Saturday, September 17, 2011

Ireland sucks

Saturday, 17th of September. Once again: Rain, clouds, wind – it looses all its fun. So I'm changing plans again: I will not cycle the North of Ireland and Northern Ireland. My last vision is Dublin, where it shouldn't matter if it's raining or not, because there I will be just a visitor doing sightseeing – and then it's only two more stages until I will see my first Irish hosts and friends Patty and Mark again, with whom I will spend my last days in Ireland.

Yesterday started good. Some short rain shower shortly after leaving Castlebar (so once again a stop to put on the rain protection and then take off after ten minutes, but without the changing I would have been soaked). Then nice sun for maybe two hours. Fast and easy cycling for the first 50 kilometres. The area of Lough Conn is just great, but when I left it became cloudy and also some misty rain started from time to time. It also becomes autumn, what normally would be good, but if it means this bad weather, it isn't.

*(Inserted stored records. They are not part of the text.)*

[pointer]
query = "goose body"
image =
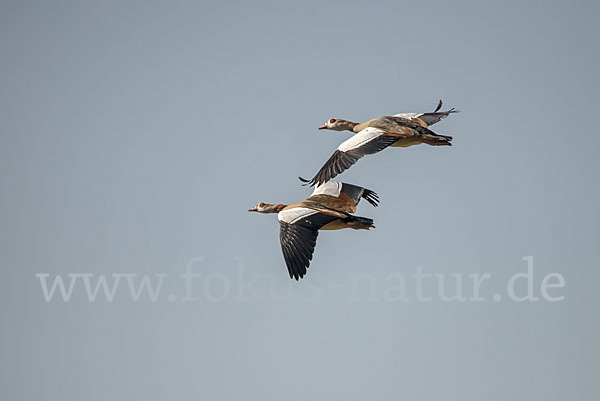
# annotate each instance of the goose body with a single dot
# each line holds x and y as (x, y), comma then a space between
(328, 208)
(400, 130)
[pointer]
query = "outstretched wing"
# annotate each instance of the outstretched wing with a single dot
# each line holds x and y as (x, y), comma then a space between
(355, 193)
(429, 118)
(298, 231)
(368, 141)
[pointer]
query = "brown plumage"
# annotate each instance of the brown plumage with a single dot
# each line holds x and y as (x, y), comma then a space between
(328, 208)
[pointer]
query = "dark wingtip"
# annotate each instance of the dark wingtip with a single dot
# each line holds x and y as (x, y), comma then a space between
(305, 181)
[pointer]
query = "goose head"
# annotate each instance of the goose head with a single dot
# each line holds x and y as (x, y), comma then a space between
(263, 207)
(337, 124)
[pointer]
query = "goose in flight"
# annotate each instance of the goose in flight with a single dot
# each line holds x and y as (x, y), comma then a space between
(328, 208)
(424, 119)
(401, 130)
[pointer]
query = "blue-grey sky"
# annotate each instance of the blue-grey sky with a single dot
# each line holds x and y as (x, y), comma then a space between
(135, 135)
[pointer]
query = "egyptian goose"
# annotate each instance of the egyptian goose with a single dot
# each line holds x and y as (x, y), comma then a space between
(377, 134)
(328, 208)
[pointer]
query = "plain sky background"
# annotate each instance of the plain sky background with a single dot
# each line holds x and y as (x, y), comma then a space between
(135, 135)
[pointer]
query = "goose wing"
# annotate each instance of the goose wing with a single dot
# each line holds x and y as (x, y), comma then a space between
(429, 118)
(354, 192)
(298, 231)
(368, 141)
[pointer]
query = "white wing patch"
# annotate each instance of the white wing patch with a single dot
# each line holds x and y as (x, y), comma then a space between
(360, 139)
(332, 188)
(408, 116)
(291, 216)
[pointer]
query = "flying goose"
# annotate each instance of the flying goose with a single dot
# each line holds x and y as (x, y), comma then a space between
(425, 119)
(328, 208)
(377, 134)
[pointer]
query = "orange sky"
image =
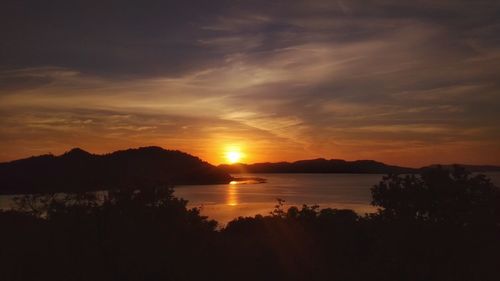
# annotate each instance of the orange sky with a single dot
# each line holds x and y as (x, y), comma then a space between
(404, 83)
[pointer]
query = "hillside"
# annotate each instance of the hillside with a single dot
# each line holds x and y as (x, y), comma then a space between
(78, 170)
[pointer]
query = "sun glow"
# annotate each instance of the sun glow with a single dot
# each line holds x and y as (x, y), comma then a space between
(233, 156)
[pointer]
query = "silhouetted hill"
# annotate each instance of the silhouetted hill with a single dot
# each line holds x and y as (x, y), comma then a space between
(318, 166)
(470, 168)
(78, 170)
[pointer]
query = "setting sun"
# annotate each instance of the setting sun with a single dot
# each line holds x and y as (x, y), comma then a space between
(233, 156)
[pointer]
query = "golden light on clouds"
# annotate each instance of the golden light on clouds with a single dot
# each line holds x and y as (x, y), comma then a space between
(233, 155)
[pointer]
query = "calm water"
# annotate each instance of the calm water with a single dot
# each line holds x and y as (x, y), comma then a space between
(228, 201)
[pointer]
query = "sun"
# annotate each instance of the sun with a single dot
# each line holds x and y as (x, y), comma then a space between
(233, 156)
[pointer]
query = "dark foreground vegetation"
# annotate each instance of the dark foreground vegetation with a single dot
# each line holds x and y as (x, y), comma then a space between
(442, 225)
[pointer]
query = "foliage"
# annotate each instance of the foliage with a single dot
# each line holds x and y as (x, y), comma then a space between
(422, 232)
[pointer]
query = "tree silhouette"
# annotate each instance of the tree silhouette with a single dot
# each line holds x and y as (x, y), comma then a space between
(439, 195)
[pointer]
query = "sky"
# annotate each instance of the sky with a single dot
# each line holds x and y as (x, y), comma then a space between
(403, 82)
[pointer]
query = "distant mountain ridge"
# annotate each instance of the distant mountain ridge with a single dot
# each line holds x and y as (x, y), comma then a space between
(319, 165)
(322, 165)
(78, 170)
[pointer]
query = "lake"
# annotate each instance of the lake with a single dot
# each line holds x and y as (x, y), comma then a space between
(228, 201)
(225, 202)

Cycling the N 59 from Ballina up to Sligo was definitely the wrong idea. Road and landscape are just boring – just a straight way with continuous ups and downs. And I don't realize an uphill, I'm just thinking: "Oh I'm not that fast, seems I'm more in a comfortable mood right now", and when it goes downhill I become clear. But it's nothing nice about this. Give me winding roads in interesting landscape, and I don't care about if it's hilly!

I had an acceptance for hosting me in Sligo, but no contact details – neither an address nor a phone number, so I hoped for a couchsurfing message when I arrived in Sligo, what I did after 110 kilometres at 5 P.M., but no message. I thought about going on after some warm food. but after being on the N 15 for two kilometres without any chance to cross a nice pub or restaurant, I decided to return – I definitely wouldn't cycle this disgusting road! And while thinking so I also didn't see any usage for going on to the North. And the fact, that I didn't had any contact details of my host in Ballylifllin confirmed my resolution.

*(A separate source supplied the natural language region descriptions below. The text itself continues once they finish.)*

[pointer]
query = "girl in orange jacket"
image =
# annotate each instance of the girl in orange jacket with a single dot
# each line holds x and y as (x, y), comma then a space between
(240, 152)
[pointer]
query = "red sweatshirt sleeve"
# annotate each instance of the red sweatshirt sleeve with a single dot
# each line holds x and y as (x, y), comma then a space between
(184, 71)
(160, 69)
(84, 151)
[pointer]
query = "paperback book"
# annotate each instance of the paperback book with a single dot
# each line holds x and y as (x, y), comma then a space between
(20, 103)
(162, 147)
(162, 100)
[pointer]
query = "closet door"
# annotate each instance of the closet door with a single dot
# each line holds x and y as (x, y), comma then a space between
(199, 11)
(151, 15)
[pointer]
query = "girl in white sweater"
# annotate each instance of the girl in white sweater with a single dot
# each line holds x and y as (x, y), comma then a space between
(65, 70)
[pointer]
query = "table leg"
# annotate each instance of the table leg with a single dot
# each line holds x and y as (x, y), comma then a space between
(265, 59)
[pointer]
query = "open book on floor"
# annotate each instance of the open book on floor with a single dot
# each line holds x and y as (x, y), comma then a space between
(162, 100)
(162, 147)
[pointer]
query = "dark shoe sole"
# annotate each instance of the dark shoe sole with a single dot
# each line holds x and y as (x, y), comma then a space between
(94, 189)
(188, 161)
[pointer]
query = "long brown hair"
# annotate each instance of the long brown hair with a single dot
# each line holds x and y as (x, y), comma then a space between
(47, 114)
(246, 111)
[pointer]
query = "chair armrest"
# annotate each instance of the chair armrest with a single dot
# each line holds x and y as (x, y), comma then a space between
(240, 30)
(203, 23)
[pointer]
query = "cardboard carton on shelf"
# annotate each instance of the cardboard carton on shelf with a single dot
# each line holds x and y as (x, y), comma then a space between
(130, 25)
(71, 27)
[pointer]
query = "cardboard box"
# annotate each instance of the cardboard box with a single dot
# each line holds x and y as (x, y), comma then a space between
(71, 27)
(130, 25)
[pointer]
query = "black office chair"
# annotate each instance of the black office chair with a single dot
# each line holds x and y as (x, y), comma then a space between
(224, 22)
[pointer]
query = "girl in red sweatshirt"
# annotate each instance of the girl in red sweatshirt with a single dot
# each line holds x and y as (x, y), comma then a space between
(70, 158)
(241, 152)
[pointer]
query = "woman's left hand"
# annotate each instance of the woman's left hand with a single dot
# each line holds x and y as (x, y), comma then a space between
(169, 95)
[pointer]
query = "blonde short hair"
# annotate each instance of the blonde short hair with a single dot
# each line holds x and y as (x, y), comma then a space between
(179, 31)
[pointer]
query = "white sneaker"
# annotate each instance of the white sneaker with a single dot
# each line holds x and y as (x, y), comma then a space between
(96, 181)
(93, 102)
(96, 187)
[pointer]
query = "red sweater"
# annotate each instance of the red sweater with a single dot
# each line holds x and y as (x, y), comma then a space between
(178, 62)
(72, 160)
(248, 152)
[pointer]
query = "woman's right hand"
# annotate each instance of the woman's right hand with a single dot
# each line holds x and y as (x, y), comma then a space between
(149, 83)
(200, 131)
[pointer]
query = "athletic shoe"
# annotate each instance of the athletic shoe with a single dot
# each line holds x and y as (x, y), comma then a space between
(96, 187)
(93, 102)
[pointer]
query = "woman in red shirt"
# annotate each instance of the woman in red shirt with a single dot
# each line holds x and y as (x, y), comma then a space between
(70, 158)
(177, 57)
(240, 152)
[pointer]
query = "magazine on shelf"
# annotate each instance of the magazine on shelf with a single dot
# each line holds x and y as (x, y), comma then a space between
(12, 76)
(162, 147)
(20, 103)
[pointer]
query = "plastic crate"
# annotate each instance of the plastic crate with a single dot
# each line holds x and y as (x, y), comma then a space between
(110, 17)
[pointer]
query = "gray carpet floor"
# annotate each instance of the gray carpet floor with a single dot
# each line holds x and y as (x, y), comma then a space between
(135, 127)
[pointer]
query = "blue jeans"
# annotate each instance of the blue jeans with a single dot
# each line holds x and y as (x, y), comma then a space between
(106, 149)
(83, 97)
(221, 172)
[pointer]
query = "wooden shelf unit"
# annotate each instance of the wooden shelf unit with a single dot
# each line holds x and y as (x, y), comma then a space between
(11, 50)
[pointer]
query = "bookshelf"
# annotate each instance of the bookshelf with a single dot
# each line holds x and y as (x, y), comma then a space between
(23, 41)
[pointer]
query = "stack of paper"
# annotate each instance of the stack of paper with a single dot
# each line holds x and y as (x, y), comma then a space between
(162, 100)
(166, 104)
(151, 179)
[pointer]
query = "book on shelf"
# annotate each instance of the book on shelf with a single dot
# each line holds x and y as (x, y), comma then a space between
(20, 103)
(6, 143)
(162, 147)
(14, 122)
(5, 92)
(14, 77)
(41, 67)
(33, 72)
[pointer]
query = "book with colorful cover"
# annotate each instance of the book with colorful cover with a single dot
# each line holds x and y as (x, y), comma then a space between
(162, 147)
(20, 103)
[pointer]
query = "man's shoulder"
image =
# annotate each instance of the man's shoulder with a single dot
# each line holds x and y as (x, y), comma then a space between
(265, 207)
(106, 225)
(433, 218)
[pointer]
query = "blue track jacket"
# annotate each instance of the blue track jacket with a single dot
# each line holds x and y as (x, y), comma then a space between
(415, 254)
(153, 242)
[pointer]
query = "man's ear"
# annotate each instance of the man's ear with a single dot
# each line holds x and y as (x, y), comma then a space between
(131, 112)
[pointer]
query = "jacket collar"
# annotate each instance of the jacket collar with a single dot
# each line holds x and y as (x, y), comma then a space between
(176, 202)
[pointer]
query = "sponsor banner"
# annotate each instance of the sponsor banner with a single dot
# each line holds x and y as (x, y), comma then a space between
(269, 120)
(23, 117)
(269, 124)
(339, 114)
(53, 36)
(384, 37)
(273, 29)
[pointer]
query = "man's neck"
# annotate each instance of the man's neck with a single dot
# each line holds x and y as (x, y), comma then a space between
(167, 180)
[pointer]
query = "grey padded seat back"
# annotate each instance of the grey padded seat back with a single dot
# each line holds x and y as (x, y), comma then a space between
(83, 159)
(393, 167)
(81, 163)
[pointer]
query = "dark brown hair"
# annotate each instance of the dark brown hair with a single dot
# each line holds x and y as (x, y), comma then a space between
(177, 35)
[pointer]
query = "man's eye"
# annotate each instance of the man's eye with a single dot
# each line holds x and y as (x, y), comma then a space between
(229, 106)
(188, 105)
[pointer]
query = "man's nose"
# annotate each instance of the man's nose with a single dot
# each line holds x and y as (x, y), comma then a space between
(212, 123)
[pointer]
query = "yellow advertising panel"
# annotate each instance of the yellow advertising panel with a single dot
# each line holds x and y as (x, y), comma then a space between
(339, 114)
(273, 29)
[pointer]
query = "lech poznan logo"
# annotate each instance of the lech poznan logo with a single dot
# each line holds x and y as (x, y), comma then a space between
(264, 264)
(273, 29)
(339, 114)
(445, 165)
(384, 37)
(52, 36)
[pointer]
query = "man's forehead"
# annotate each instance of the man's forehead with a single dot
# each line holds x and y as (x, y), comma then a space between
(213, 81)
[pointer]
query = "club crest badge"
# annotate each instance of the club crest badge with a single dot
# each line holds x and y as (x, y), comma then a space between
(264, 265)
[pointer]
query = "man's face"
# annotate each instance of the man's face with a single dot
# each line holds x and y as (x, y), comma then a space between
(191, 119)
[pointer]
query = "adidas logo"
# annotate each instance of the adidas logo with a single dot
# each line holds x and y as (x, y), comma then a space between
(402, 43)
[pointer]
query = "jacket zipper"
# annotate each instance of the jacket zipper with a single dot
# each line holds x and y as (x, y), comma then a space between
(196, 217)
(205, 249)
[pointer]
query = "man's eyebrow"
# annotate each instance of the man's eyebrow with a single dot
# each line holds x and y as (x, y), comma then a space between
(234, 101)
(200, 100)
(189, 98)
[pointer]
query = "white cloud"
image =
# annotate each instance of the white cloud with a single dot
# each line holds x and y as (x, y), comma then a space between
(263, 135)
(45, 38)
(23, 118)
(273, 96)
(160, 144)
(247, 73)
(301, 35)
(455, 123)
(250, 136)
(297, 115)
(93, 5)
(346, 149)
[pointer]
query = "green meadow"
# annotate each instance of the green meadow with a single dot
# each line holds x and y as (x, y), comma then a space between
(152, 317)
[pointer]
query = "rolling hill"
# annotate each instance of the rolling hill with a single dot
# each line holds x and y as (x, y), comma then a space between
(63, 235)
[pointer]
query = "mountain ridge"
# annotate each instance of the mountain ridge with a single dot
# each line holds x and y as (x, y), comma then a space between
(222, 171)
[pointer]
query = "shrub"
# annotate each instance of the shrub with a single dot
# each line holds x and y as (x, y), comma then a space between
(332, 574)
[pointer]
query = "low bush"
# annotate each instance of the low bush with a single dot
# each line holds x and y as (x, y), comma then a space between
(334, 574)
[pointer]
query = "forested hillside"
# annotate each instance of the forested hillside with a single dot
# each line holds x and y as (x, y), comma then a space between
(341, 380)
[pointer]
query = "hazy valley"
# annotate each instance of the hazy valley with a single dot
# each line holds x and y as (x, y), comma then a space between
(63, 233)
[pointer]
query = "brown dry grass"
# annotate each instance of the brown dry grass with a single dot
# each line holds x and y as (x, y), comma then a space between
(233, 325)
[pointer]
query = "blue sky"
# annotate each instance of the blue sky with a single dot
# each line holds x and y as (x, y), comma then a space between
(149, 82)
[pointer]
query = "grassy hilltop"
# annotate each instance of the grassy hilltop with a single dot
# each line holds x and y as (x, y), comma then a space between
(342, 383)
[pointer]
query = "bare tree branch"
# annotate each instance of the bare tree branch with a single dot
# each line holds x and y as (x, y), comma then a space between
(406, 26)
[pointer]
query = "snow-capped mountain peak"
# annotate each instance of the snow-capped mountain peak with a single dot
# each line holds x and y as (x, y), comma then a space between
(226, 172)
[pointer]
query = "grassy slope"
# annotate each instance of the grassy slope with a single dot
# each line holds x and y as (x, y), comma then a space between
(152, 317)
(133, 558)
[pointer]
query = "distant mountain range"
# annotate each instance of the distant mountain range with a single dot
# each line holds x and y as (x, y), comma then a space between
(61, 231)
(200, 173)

So at least I found a good place to eat in Sligo and to think about how to go on. I felt really frustrated. Not about power. Not about no cycling anymore. It's just that I don't like it here at all. I don't feel comfortable. So I don't have to stay here. But nevertheless I could have cried. The nice woman in the Café Society helped me a lot when let me use her private internet access and also her phone and actually helped me to guide Kate, my host in Sligo (who meanwhile had answered again, so mow a I had a mobile number), to her place – Kate was so lovely to pick me up (I felt really lost in this town, I'm too sensitive to traffic and crowd). So it wasn't that easy but after some trouble we met.

Sligo has lot's of traffic, all in a one way street system… I don't feel comfortable in all these towns, Limerick doesn't seem so unusual at all. I love these small villages with all these colourful little shops, but not the towns. I don't know if it's because of the weather or the North – maybe people are different here. Maybe I have to much insight in people's daily routine and can't see any beauty in it any longer. Maybe people told me to much about the real Irish, what just means their experiences as a foreigner in this country. I don't know. At the moment I'm looking much more forward to cycle France.